Das gilt auch für die Young Fathers, deren im März erschienenes drittes Album „Cocoa Sugar“ im Dezember sicher eine gewichtige Rolle bei der Wahl der Alben des Jahres spielen dürfte. In Mannheim haben die Mercury-Prize-Gewinner aus Edinburgh gezeigt, warum: Quirlig und mit Vollgas agieren die drei Sänger auf der Bühne, verstärkt durch einen donnernden Livedrummer präsentieren sie ihre Preziosen, die bei aller Feingliedrigkeit der Albumeinspielung live regelrecht mitreißend wirken.

Tolles und volles Programm

Ebenfalls im Programm des Festivals vertreten ist die junge Garde etwa mit Sam Vance-Law, Sudan Archives oder Kat Frankie ebenso wie erfahrene Kämpen wie Black Rebel Motorcycle Club oder Deerhunter. Als gefeierter Abschluss spielten am Sonntag die Eels (die in Mannheim ihre aktuelle Tournee eröffnet haben) sowie am Samstag die ungemein stoisch musizierenden Post-Metal-Veteranen Neurosis und die Editors. Letztere, die freilich – so die Höreindrücke auch aus Mannheim – immer mehr im Mainstream angekommen zu sein scheinen, spielten tags darauf beim Pinkpop-Festival in Holland vor knapp sechzigtausend Leuten; auch das zeigt, wo das Maifeld-Derby mittlerweile steht.

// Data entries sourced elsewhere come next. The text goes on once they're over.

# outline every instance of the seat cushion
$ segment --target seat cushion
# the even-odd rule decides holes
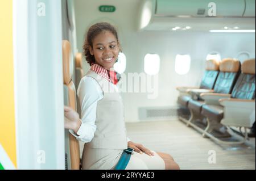
[[[201,113],[210,120],[220,122],[223,118],[223,107],[216,105],[204,104],[202,107]]]
[[[200,113],[203,105],[204,104],[204,101],[196,100],[191,99],[188,102],[188,107],[193,112]]]
[[[181,104],[185,107],[188,107],[188,101],[191,99],[189,96],[187,95],[180,95],[178,97],[177,102],[179,104]]]

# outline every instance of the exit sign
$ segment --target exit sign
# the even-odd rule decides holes
[[[100,11],[113,12],[115,11],[115,7],[114,6],[102,5],[99,7]]]

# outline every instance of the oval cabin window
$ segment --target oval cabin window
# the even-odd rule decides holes
[[[189,54],[177,54],[175,58],[175,71],[180,75],[187,74],[190,70],[191,58]]]

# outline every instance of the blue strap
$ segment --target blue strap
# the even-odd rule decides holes
[[[117,163],[114,170],[125,170],[131,158],[131,152],[126,151],[125,150],[120,157],[120,159]]]

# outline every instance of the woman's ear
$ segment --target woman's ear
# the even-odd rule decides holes
[[[91,55],[94,55],[94,54],[93,53],[93,49],[92,49],[92,47],[89,46],[89,50],[90,50],[90,53]]]

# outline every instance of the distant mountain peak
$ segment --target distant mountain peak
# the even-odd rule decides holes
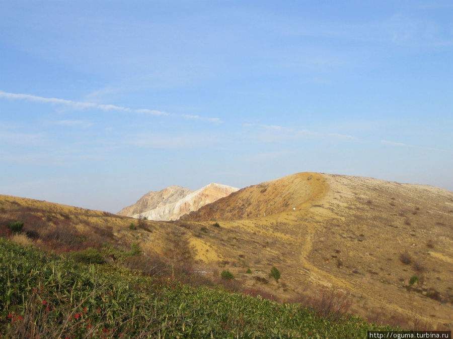
[[[118,214],[134,218],[144,216],[148,220],[176,220],[238,189],[214,182],[196,191],[173,185],[160,191],[148,192]]]

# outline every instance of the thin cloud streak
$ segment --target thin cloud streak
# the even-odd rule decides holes
[[[294,152],[286,150],[284,151],[279,151],[278,152],[270,152],[262,153],[258,153],[247,158],[248,161],[261,161],[262,160],[269,160],[281,157],[284,157],[289,154],[294,154]]]
[[[94,124],[91,123],[87,123],[82,120],[60,120],[55,121],[51,123],[52,125],[56,125],[60,126],[82,126],[83,127],[89,127]]]
[[[191,119],[192,120],[202,120],[204,121],[209,121],[211,123],[215,124],[220,124],[222,122],[221,120],[218,118],[204,118],[199,116],[192,116],[190,114],[182,114],[181,116],[187,119]]]
[[[199,116],[192,116],[188,114],[182,114],[178,116],[178,115],[167,113],[167,112],[157,110],[156,109],[150,109],[149,108],[134,109],[128,107],[123,107],[122,106],[117,106],[116,105],[102,104],[85,101],[76,101],[72,100],[66,100],[65,99],[60,99],[58,98],[48,98],[21,93],[10,93],[2,90],[0,90],[0,98],[9,100],[31,101],[41,103],[49,103],[53,105],[62,105],[77,110],[95,108],[101,109],[105,111],[116,110],[126,112],[149,114],[156,116],[179,116],[185,119],[207,121],[215,124],[221,123],[221,121],[218,118],[205,118],[203,117],[200,117]]]
[[[381,141],[381,143],[385,145],[390,145],[392,146],[397,146],[399,147],[411,147],[417,148],[419,150],[427,150],[428,151],[436,151],[438,152],[451,152],[451,151],[448,150],[444,150],[441,148],[434,148],[433,147],[425,147],[423,146],[417,146],[415,145],[410,145],[408,144],[404,144],[403,143],[396,143],[393,141],[389,141],[388,140],[382,140]]]

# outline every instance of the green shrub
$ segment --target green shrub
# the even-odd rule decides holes
[[[275,267],[275,266],[272,267],[271,269],[271,273],[269,275],[271,277],[274,278],[276,280],[278,280],[280,279],[280,277],[281,275],[280,273],[280,271]]]
[[[8,228],[14,233],[19,233],[24,227],[23,221],[10,221],[7,225]]]
[[[228,280],[233,279],[235,277],[235,276],[232,274],[231,272],[230,272],[230,271],[222,271],[220,275],[222,276],[222,278],[223,278],[223,279],[226,279]]]
[[[77,262],[83,264],[102,264],[104,262],[102,254],[92,247],[79,252],[71,252],[70,256]]]
[[[418,279],[418,277],[417,277],[416,275],[414,275],[413,277],[411,278],[410,279],[409,279],[409,284],[410,284],[411,285],[413,285],[416,282],[418,283],[419,281],[420,281],[420,280],[419,280]]]

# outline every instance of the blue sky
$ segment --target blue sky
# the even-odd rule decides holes
[[[0,194],[303,171],[453,191],[453,4],[0,0]]]

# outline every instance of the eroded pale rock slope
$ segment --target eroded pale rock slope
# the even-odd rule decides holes
[[[181,189],[178,189],[174,193],[170,193],[169,191],[172,190],[170,189],[172,187],[177,187]],[[139,208],[131,208],[135,205],[129,206],[121,210],[118,214],[122,214],[121,212],[127,208],[129,208],[129,210],[126,211],[128,212],[127,214],[123,212],[122,215],[134,218],[145,217],[148,220],[176,220],[187,213],[196,211],[205,205],[213,202],[238,190],[238,189],[235,187],[214,183],[207,185],[195,191],[179,186],[170,186],[159,192],[150,192],[147,193],[148,195],[153,195],[153,199],[156,200],[161,198],[160,202],[158,202],[153,200],[153,202],[155,203],[148,203],[147,205],[142,202],[141,206],[137,206]],[[152,195],[150,193],[156,194]],[[139,204],[140,200],[146,195],[138,200],[137,204]],[[177,199],[177,197],[179,198]],[[144,206],[148,207],[143,208]],[[149,208],[149,206],[151,208]],[[140,207],[141,208],[139,208]]]

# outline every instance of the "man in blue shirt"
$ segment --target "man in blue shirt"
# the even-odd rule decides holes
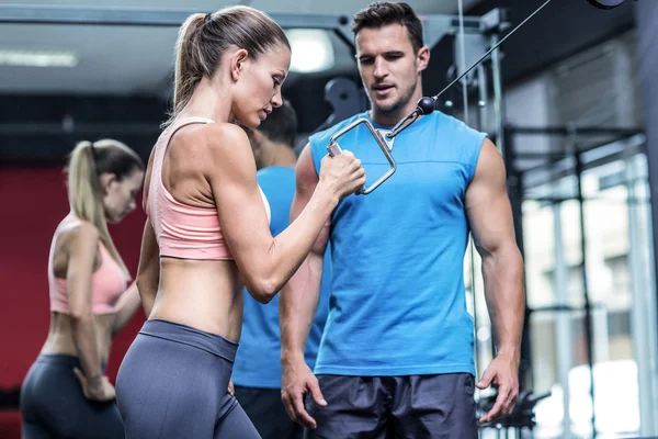
[[[352,30],[372,110],[309,138],[297,162],[291,217],[310,199],[334,133],[360,117],[390,130],[423,95],[430,50],[408,4],[372,3],[354,16]],[[338,143],[362,160],[367,184],[388,169],[363,124]],[[282,399],[288,415],[311,429],[309,438],[477,438],[475,387],[499,387],[480,421],[509,414],[519,393],[523,262],[504,165],[486,134],[439,111],[388,146],[396,173],[368,195],[341,200],[283,289]],[[463,279],[469,233],[483,257],[498,347],[477,384]],[[330,308],[314,375],[303,348],[328,243]]]
[[[248,131],[259,169],[258,183],[263,190],[272,219],[270,230],[279,235],[290,223],[295,195],[294,144],[297,117],[290,102],[273,109],[258,130]],[[326,258],[329,261],[329,258]],[[327,263],[324,270],[330,271]],[[327,278],[328,279],[328,278]],[[328,283],[322,284],[328,290]],[[313,368],[322,327],[329,309],[322,292],[318,312],[305,347],[305,363]],[[242,335],[232,370],[235,396],[263,439],[302,438],[304,428],[288,418],[281,402],[281,337],[279,295],[263,305],[245,293]]]

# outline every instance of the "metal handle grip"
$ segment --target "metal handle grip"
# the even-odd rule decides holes
[[[377,142],[379,149],[382,149],[382,153],[384,153],[384,156],[386,157],[386,159],[388,160],[388,164],[390,165],[390,168],[382,177],[379,177],[374,183],[372,183],[370,185],[370,188],[363,188],[356,192],[358,194],[367,195],[368,193],[371,193],[372,191],[377,189],[390,176],[393,176],[397,169],[397,165],[395,164],[395,160],[393,159],[393,156],[390,155],[390,151],[388,150],[388,145],[386,145],[384,137],[382,137],[379,132],[375,130],[373,124],[367,119],[359,119],[359,120],[352,122],[351,124],[349,124],[348,126],[345,126],[344,128],[339,131],[338,133],[333,134],[333,136],[331,136],[331,138],[329,139],[329,145],[327,146],[327,153],[329,153],[329,156],[331,156],[331,157],[336,157],[336,156],[340,155],[342,153],[342,149],[338,145],[337,140],[341,136],[343,136],[344,134],[354,130],[356,126],[359,126],[361,124],[365,124],[365,126],[367,126],[371,134]]]

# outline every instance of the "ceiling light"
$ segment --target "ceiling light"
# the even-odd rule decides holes
[[[326,31],[291,29],[286,35],[293,50],[291,71],[310,74],[333,67],[333,45]]]
[[[78,58],[70,52],[0,50],[0,66],[76,67]]]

Dieses längst auch sehr international besetzte Festival hat sich zu einem vielfältig zusammengestellten und vorzüglich kuratierten Schaufenster der hochwertigen Musik jenseits der populären Bahnen gemausert, und es ist gerade damit populär geworden. Wie im Vorjahr kamen fast 15 000 Besucher an den drei Tagen zu rund siebzig Konzerten. „Wenn man bedenkt, dass durch ein massives Überangebot gerade im Juni der Markt derzeit komplett neu aufgeräumt wird und dabei viele Veranstalter auf der Strecke bleiben, ist das Stagnation auf verdammt hohem Niveau“, bilanziert der Veranstalter Timo Kumpf – und auch damit liegt er richtig.